The stop lights will be under the watch of AHTD and will be until the project is officially wrapped up, they say in November. However, according to AHTD, crews have determined there is nothing wrong with the traffic signal itself and may have more to do with the local power supply.

Danny Straessle with AHTD said, “There seems to be an unusual number of electrical grid outages in that area of Grant County that powers those traffic lights.”

C&L Electric Cooperative Corporation runs the power grid that includes the traffic signals there. They say there have been power outages but not as many times as the Mayor says the lights have gone out. They do say if that particular power grid went out it would affect that particular intersection.

To clear up any discrepancy, AHTD is installing a logging device in the traffic signal controls to track any future outages and see when they occur.

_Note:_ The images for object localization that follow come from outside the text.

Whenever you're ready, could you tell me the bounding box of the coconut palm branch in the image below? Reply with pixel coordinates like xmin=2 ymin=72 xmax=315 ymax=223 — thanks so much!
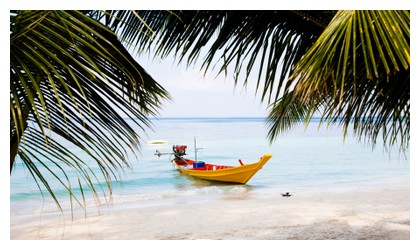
xmin=106 ymin=10 xmax=336 ymax=102
xmin=268 ymin=10 xmax=410 ymax=150
xmin=108 ymin=10 xmax=409 ymax=150
xmin=10 ymin=10 xmax=170 ymax=210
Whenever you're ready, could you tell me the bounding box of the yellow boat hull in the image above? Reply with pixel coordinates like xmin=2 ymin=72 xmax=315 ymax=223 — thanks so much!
xmin=173 ymin=154 xmax=272 ymax=184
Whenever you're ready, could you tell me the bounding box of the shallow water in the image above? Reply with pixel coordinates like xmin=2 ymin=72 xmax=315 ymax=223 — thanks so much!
xmin=10 ymin=117 xmax=410 ymax=213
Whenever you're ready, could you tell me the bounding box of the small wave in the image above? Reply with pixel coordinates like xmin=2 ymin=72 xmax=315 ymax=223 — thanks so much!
xmin=228 ymin=186 xmax=249 ymax=193
xmin=110 ymin=185 xmax=252 ymax=205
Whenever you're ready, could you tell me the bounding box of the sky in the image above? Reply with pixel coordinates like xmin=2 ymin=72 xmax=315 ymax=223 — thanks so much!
xmin=136 ymin=55 xmax=270 ymax=118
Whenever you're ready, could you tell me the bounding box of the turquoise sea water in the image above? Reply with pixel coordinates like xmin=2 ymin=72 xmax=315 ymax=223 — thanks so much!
xmin=10 ymin=117 xmax=410 ymax=212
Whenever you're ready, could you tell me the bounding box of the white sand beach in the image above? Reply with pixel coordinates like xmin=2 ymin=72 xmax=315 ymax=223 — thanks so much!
xmin=10 ymin=186 xmax=409 ymax=240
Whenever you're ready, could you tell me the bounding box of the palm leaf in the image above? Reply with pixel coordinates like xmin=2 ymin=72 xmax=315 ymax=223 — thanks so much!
xmin=107 ymin=10 xmax=337 ymax=103
xmin=268 ymin=10 xmax=409 ymax=150
xmin=10 ymin=10 xmax=170 ymax=209
xmin=104 ymin=10 xmax=409 ymax=150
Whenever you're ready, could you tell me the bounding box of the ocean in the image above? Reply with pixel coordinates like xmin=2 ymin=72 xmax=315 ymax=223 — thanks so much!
xmin=10 ymin=117 xmax=410 ymax=214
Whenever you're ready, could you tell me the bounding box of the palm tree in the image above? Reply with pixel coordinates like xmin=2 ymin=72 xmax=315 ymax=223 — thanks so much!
xmin=10 ymin=10 xmax=170 ymax=209
xmin=11 ymin=10 xmax=409 ymax=209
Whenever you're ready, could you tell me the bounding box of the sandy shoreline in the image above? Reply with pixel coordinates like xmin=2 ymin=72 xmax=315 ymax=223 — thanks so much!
xmin=10 ymin=186 xmax=409 ymax=240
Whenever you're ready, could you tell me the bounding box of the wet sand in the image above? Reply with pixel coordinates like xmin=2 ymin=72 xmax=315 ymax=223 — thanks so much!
xmin=10 ymin=186 xmax=409 ymax=240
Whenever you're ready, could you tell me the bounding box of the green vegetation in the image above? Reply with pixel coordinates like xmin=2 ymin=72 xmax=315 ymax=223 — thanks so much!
xmin=10 ymin=10 xmax=170 ymax=210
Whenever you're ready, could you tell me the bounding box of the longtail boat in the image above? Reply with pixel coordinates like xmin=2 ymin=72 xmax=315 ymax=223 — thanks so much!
xmin=155 ymin=143 xmax=272 ymax=184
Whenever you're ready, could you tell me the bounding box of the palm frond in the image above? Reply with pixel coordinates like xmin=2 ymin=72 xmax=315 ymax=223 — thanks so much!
xmin=268 ymin=10 xmax=410 ymax=150
xmin=266 ymin=91 xmax=320 ymax=142
xmin=108 ymin=10 xmax=337 ymax=103
xmin=10 ymin=10 xmax=170 ymax=209
xmin=105 ymin=10 xmax=409 ymax=150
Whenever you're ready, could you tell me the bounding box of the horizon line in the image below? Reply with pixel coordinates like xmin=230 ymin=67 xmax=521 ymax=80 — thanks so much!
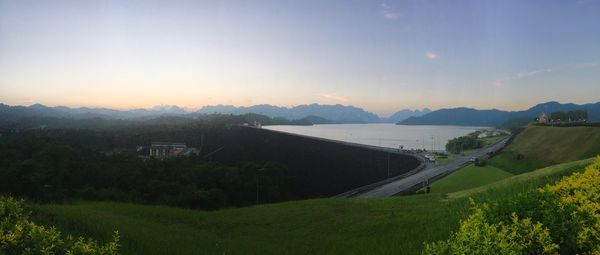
xmin=2 ymin=100 xmax=597 ymax=118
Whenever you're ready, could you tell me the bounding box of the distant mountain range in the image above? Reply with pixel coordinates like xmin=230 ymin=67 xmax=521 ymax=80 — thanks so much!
xmin=0 ymin=103 xmax=192 ymax=121
xmin=383 ymin=108 xmax=431 ymax=123
xmin=399 ymin=101 xmax=600 ymax=127
xmin=4 ymin=101 xmax=596 ymax=127
xmin=198 ymin=104 xmax=431 ymax=123
xmin=0 ymin=103 xmax=430 ymax=124
xmin=200 ymin=104 xmax=393 ymax=123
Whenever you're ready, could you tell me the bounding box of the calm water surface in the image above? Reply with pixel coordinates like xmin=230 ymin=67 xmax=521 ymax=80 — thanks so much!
xmin=263 ymin=124 xmax=487 ymax=151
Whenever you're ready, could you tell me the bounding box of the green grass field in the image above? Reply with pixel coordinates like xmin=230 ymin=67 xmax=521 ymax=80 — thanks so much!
xmin=429 ymin=164 xmax=513 ymax=194
xmin=448 ymin=158 xmax=594 ymax=200
xmin=488 ymin=125 xmax=600 ymax=174
xmin=479 ymin=135 xmax=508 ymax=146
xmin=31 ymin=158 xmax=594 ymax=255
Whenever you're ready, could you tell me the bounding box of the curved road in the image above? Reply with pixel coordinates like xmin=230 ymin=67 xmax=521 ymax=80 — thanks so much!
xmin=354 ymin=137 xmax=511 ymax=198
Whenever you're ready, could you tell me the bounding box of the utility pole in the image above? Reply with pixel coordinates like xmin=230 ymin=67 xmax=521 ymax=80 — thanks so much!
xmin=387 ymin=152 xmax=390 ymax=178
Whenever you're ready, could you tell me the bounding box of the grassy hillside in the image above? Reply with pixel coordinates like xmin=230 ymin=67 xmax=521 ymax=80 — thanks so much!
xmin=32 ymin=158 xmax=594 ymax=255
xmin=429 ymin=164 xmax=513 ymax=194
xmin=488 ymin=125 xmax=600 ymax=174
xmin=34 ymin=196 xmax=469 ymax=255
xmin=448 ymin=158 xmax=594 ymax=199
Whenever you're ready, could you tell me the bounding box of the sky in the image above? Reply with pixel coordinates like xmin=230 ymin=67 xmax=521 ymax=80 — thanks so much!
xmin=1 ymin=0 xmax=599 ymax=116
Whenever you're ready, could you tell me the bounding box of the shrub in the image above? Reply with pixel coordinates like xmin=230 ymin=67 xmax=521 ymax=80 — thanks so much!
xmin=424 ymin=203 xmax=558 ymax=255
xmin=483 ymin=190 xmax=597 ymax=254
xmin=0 ymin=196 xmax=120 ymax=255
xmin=424 ymin=156 xmax=600 ymax=254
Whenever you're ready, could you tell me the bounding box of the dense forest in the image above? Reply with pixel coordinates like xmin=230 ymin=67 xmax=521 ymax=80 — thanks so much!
xmin=0 ymin=134 xmax=292 ymax=210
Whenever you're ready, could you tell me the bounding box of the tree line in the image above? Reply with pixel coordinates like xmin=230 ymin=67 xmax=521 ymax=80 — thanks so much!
xmin=549 ymin=110 xmax=588 ymax=122
xmin=445 ymin=132 xmax=483 ymax=154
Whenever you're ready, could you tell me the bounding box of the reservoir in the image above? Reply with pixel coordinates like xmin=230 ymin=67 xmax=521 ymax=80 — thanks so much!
xmin=263 ymin=124 xmax=486 ymax=151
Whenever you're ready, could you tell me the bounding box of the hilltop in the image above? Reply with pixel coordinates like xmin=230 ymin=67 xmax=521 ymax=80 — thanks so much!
xmin=3 ymin=101 xmax=599 ymax=126
xmin=399 ymin=101 xmax=600 ymax=126
xmin=486 ymin=125 xmax=600 ymax=174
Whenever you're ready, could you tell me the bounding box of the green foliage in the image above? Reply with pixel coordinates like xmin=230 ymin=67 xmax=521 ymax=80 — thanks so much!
xmin=0 ymin=196 xmax=120 ymax=255
xmin=0 ymin=136 xmax=292 ymax=210
xmin=424 ymin=205 xmax=558 ymax=255
xmin=425 ymin=157 xmax=600 ymax=254
xmin=484 ymin=191 xmax=597 ymax=254
xmin=445 ymin=134 xmax=483 ymax=154
xmin=549 ymin=110 xmax=588 ymax=123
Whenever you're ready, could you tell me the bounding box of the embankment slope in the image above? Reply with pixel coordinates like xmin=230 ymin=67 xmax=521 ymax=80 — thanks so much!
xmin=488 ymin=125 xmax=600 ymax=174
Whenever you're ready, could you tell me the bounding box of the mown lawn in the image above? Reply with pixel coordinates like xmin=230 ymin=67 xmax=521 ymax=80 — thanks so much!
xmin=429 ymin=164 xmax=513 ymax=194
xmin=488 ymin=125 xmax=600 ymax=174
xmin=31 ymin=158 xmax=594 ymax=255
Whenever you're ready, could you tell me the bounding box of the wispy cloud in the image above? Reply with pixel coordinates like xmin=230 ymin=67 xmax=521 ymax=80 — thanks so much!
xmin=319 ymin=93 xmax=350 ymax=102
xmin=426 ymin=51 xmax=437 ymax=60
xmin=514 ymin=68 xmax=553 ymax=78
xmin=494 ymin=60 xmax=599 ymax=87
xmin=494 ymin=68 xmax=553 ymax=87
xmin=381 ymin=3 xmax=401 ymax=20
xmin=571 ymin=61 xmax=599 ymax=69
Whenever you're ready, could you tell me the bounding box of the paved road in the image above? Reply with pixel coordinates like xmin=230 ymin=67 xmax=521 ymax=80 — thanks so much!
xmin=354 ymin=137 xmax=511 ymax=198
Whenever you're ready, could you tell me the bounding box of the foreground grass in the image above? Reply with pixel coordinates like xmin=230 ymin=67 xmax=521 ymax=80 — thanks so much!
xmin=33 ymin=196 xmax=469 ymax=255
xmin=430 ymin=164 xmax=513 ymax=194
xmin=31 ymin=158 xmax=594 ymax=255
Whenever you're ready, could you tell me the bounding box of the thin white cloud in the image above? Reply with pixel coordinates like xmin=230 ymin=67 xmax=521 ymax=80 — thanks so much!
xmin=381 ymin=3 xmax=401 ymax=20
xmin=426 ymin=51 xmax=437 ymax=60
xmin=319 ymin=93 xmax=350 ymax=102
xmin=515 ymin=69 xmax=553 ymax=78
xmin=493 ymin=68 xmax=553 ymax=87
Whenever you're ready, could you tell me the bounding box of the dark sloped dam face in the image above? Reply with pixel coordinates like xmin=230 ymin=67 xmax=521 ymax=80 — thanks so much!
xmin=210 ymin=126 xmax=422 ymax=199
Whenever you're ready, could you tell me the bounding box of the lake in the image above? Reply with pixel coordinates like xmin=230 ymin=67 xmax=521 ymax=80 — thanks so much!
xmin=263 ymin=124 xmax=487 ymax=151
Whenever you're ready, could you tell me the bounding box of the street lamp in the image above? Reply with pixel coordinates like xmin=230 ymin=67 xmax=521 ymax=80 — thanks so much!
xmin=256 ymin=167 xmax=265 ymax=204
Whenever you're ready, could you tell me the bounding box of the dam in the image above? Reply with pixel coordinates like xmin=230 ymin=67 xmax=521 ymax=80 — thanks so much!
xmin=209 ymin=126 xmax=424 ymax=199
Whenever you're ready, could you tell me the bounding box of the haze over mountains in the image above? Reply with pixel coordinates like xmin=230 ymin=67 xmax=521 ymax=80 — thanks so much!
xmin=1 ymin=101 xmax=599 ymax=127
xmin=197 ymin=104 xmax=432 ymax=123
xmin=0 ymin=103 xmax=430 ymax=124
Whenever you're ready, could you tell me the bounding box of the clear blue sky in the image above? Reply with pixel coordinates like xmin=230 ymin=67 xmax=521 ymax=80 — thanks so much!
xmin=1 ymin=0 xmax=599 ymax=115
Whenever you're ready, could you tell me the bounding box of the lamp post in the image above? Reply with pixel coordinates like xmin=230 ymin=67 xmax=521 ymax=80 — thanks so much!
xmin=256 ymin=167 xmax=265 ymax=204
xmin=387 ymin=152 xmax=390 ymax=178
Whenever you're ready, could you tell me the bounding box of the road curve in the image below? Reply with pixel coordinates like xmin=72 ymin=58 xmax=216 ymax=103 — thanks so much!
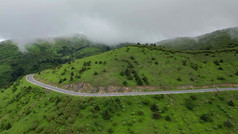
xmin=26 ymin=74 xmax=238 ymax=97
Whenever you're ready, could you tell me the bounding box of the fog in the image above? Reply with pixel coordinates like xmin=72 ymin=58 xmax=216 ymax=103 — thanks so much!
xmin=0 ymin=0 xmax=238 ymax=47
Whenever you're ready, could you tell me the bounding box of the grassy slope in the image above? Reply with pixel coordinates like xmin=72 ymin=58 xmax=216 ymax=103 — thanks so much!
xmin=157 ymin=27 xmax=238 ymax=50
xmin=36 ymin=45 xmax=238 ymax=91
xmin=0 ymin=37 xmax=117 ymax=88
xmin=0 ymin=77 xmax=238 ymax=133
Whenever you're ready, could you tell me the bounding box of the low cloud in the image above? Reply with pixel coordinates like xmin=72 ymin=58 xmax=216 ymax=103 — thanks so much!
xmin=0 ymin=0 xmax=237 ymax=47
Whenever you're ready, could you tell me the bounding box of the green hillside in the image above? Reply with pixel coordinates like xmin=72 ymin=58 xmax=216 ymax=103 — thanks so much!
xmin=157 ymin=27 xmax=238 ymax=50
xmin=0 ymin=77 xmax=238 ymax=133
xmin=0 ymin=37 xmax=124 ymax=88
xmin=35 ymin=45 xmax=238 ymax=93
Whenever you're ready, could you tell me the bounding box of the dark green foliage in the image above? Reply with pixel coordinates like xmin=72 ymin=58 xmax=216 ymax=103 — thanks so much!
xmin=70 ymin=76 xmax=73 ymax=81
xmin=155 ymin=61 xmax=158 ymax=65
xmin=123 ymin=81 xmax=128 ymax=86
xmin=152 ymin=112 xmax=161 ymax=119
xmin=235 ymin=71 xmax=238 ymax=76
xmin=190 ymin=95 xmax=197 ymax=100
xmin=190 ymin=63 xmax=198 ymax=71
xmin=71 ymin=72 xmax=74 ymax=76
xmin=177 ymin=77 xmax=182 ymax=81
xmin=142 ymin=76 xmax=149 ymax=85
xmin=151 ymin=104 xmax=159 ymax=112
xmin=182 ymin=60 xmax=187 ymax=66
xmin=125 ymin=69 xmax=130 ymax=76
xmin=101 ymin=110 xmax=112 ymax=120
xmin=108 ymin=128 xmax=114 ymax=134
xmin=185 ymin=99 xmax=196 ymax=110
xmin=218 ymin=66 xmax=223 ymax=70
xmin=214 ymin=60 xmax=220 ymax=66
xmin=94 ymin=72 xmax=98 ymax=75
xmin=59 ymin=79 xmax=63 ymax=83
xmin=227 ymin=100 xmax=235 ymax=106
xmin=30 ymin=120 xmax=39 ymax=130
xmin=0 ymin=121 xmax=12 ymax=131
xmin=130 ymin=56 xmax=135 ymax=60
xmin=136 ymin=78 xmax=143 ymax=86
xmin=200 ymin=113 xmax=213 ymax=122
xmin=224 ymin=119 xmax=233 ymax=127
xmin=217 ymin=77 xmax=225 ymax=80
xmin=165 ymin=115 xmax=172 ymax=121
xmin=120 ymin=71 xmax=125 ymax=76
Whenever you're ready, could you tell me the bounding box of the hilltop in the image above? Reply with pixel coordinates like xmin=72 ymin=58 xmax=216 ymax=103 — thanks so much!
xmin=35 ymin=45 xmax=238 ymax=93
xmin=157 ymin=27 xmax=238 ymax=50
xmin=0 ymin=36 xmax=127 ymax=88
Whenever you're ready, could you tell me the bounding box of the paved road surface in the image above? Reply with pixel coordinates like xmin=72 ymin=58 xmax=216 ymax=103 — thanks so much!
xmin=26 ymin=74 xmax=238 ymax=97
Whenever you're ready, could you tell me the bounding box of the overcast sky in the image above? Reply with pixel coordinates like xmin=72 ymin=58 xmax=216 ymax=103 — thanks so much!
xmin=0 ymin=0 xmax=237 ymax=45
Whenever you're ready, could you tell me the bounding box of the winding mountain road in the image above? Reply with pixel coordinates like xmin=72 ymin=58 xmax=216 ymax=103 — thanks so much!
xmin=26 ymin=74 xmax=238 ymax=97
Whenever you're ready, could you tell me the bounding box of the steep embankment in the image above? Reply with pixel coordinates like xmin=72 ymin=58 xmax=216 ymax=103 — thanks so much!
xmin=0 ymin=77 xmax=238 ymax=133
xmin=35 ymin=45 xmax=238 ymax=93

Furthermore, according to AHTD Engineers, if there was an internal problem with traffic signal circuitry, the lights would default to flashing red and not completely go out.

Recognizing that there is an issue regardless of the cause, AHTD is working with the City of Sheridan and Grant County toward a solution for a temporary fix if the lights go out again.

That could include a back-up battery or generator to power the lights for at least a few hours.

Mayor Wise says that could cost them and the County $7,500 to $10,000 per intersection to install.

He says a solution like that however, is a must for the next time the traffic signals go black.

“Oh it will go out,” he insisted. “I hate to say that but it will be out.”

According to AHTD all drivers should know that there are State laws in place for what you should do in a situation like this to ensure safety.